8                        In Gallion, the supreme court reaffirmed the McCleary sentencing analysis, which cited the importance of the sentencing court’s consideration of “the nature of the offense, the character of the offender, and the protection of the public interest.”  McCleary, 49 Wis. 2d at 274 (citation omitted).  McCleary also emphasized the importance of the sentencing court’s exercise of discretion.

It is thus clear that sentencing is a discretionary judicial act and is reviewable by this court in the same manner that all discretionary acts are to be reviewed.

In the first place, there must be evidence that discretion was in fact exercised.  Discretion is not synonymous with decision-making.  Rather, the term contemplates a process of reasoning.  This process must depend on facts that are of record or that are reasonably derived by inference from the record and a conclusion based on a logical rationale founded upon proper legal standards….  [T]here should be evidence in the record that discretion was in fact exercised and the basis of that exercise of discretion should be set forth.

Id. at 277 (citation omitted).

9                        Gallion requires the trial court to explain the “linkage” between the sentence and the sentencing objectives.  Gallion, 270 Wis. 2d 535, ¶46.  Although Gallion did not change the standard of review, “appellate courts are required to more closely scrutinize the record to ensure that ‘discretion was in fact exercised and the basis of that exercise of discretion [is] set forth.’”  Id., ¶76 (quoting McCleary, 49 Wis. 2d at 277).

10                        On appeal, Caravella renews his postconviction arguments that the circuit court failed to articulate adequately the reasons for the sentences imposed and for ordering the sentences to run concurrently.  He argues in particular that Gallion requires a more detailed and nuanced sentencing analysis than that displayed in the sentencing transcript.

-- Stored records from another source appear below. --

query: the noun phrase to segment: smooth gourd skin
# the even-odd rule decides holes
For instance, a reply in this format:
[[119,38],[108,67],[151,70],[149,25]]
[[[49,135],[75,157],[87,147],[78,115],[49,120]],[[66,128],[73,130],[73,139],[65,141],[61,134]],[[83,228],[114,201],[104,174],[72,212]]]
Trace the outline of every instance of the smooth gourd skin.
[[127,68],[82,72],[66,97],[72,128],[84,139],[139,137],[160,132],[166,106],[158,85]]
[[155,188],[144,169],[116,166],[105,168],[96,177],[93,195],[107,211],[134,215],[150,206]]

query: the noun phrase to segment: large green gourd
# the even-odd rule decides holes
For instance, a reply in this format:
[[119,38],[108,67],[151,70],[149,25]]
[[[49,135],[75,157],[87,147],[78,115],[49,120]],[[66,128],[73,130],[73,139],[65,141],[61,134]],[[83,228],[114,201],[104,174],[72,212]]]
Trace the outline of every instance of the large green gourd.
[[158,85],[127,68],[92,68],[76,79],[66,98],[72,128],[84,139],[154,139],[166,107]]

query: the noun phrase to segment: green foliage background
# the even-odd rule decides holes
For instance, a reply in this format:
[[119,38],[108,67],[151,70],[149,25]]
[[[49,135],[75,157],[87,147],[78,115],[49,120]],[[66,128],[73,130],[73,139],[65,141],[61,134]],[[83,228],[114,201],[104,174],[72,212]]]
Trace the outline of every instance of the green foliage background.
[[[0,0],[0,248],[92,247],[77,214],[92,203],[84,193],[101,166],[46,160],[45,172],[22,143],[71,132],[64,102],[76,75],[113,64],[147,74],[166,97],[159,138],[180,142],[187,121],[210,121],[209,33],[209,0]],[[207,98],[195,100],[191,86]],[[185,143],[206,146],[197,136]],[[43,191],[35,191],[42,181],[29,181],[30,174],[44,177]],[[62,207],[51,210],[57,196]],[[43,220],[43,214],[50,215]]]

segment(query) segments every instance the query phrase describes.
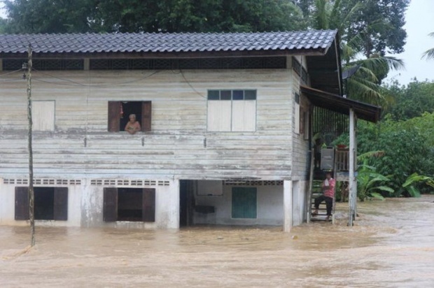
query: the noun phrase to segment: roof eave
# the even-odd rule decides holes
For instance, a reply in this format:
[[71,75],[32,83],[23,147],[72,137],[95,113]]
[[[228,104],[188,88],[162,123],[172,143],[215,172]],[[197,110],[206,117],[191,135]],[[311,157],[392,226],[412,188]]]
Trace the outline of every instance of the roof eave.
[[306,86],[301,85],[300,90],[316,106],[345,115],[349,115],[349,109],[352,108],[359,119],[374,123],[379,121],[381,107],[349,99]]
[[[326,52],[321,49],[261,50],[237,51],[187,51],[187,52],[34,52],[35,59],[81,59],[81,58],[220,58],[240,57],[321,56]],[[0,58],[27,58],[27,52],[0,52]]]

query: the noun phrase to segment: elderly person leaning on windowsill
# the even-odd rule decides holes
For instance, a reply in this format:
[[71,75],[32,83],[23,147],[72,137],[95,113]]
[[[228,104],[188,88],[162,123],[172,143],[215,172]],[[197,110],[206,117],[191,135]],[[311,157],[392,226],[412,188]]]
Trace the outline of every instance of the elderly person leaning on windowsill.
[[141,130],[141,127],[140,126],[140,123],[136,120],[136,115],[130,114],[130,121],[125,125],[125,131],[130,134],[134,134],[140,130]]
[[326,217],[326,220],[327,221],[330,219],[332,215],[332,208],[333,206],[335,185],[336,180],[332,178],[332,172],[327,171],[326,173],[326,180],[321,183],[321,189],[323,194],[315,199],[315,210],[312,212],[312,216],[316,216],[318,215],[319,204],[323,201],[326,201],[326,208],[327,209],[327,217]]

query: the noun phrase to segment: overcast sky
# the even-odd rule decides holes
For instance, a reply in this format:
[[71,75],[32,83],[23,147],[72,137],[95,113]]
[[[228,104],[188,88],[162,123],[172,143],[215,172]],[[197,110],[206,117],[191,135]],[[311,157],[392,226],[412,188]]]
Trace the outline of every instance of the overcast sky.
[[434,80],[434,60],[421,59],[424,52],[434,48],[434,38],[428,36],[434,32],[434,0],[412,0],[405,21],[405,51],[393,55],[404,60],[405,70],[389,72],[388,79],[396,79],[403,85],[415,77],[419,81]]
[[[0,8],[4,1],[0,0]],[[0,17],[6,17],[0,8]],[[434,38],[428,34],[434,32],[434,0],[412,0],[405,14],[407,44],[405,51],[392,56],[402,59],[405,70],[389,72],[388,79],[396,79],[407,85],[414,78],[419,80],[434,80],[434,60],[421,59],[424,52],[434,48]]]

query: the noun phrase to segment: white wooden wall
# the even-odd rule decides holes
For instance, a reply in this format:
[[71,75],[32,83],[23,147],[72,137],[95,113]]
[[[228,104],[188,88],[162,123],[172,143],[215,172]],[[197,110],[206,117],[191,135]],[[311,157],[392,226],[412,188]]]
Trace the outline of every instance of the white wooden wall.
[[[34,132],[35,177],[290,180],[293,161],[298,174],[304,168],[306,159],[297,160],[304,148],[293,150],[291,69],[182,73],[33,73],[33,99],[55,102],[55,131]],[[4,178],[28,171],[27,82],[21,77],[10,74],[0,83]],[[256,131],[207,131],[209,89],[256,89]],[[152,101],[152,131],[108,132],[108,101]],[[304,143],[298,141],[297,149]]]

11                        Although the Gallion standard affirming the need for specific sentencing remarks technically does not apply to this case,[2] we are satisfied that the circuit court’s sentencing remarks nonetheless meet that standard.  The circuit court discussed the main McCleary factors and applied them to the facts of this case.  The court clearly considered the serious consequences of Caravella’s decision to drive while impaired as the most significant factor in imposing lengthy and consecutive sentences.  It noted that Caravella was a young man with a “complexity of … needs,” who had nonetheless accepted responsibility for his actions and appeared truly remorseful.  The circuit court indicated that it was Caravella’s acceptance of responsibility that moved it away from imposing maximum sentences.  It noted, however, that the interests of the community – and the need to send the community the message that drunk driving would not be tolerated – required lengthy sentences.  The circuit court imposed consecutive sentences because, even though Caravella’s act of driving recklessly while drunk was a single act, it nonetheless resulted in the tragic deaths of three people.  Thus, the circuit court gave the required explanation “for the general range of the sentence imposed.  See Gallion, 270 Wis. 2d 535, ¶49.  Even though this court might have imposed different sentences in this instance, we may not substitute our judgment for that of the trial court.  See id., ¶18.

            By the Court.—Judgment and order affirmed.

            This opinion will not be published.  See Wis. Stat. Rule 809.23(1)(b)5.


 



[1]  See State v. Stenzel, 2004 WI App 181, ¶9, 276 Wis. 2d 224, 688 N.W.2d 20 (“while Gallion revitalizes sentencing jurisprudence, it does not make any momentous changes”).

[2]  Caravella was sentenced prior to the release of State v. Gallion, 2004 WI 42, 270 Wis. 2d 535, 678 N.W.2d 197.  The supreme court indicated that Gallion applied to future cases only.  Id., ¶8.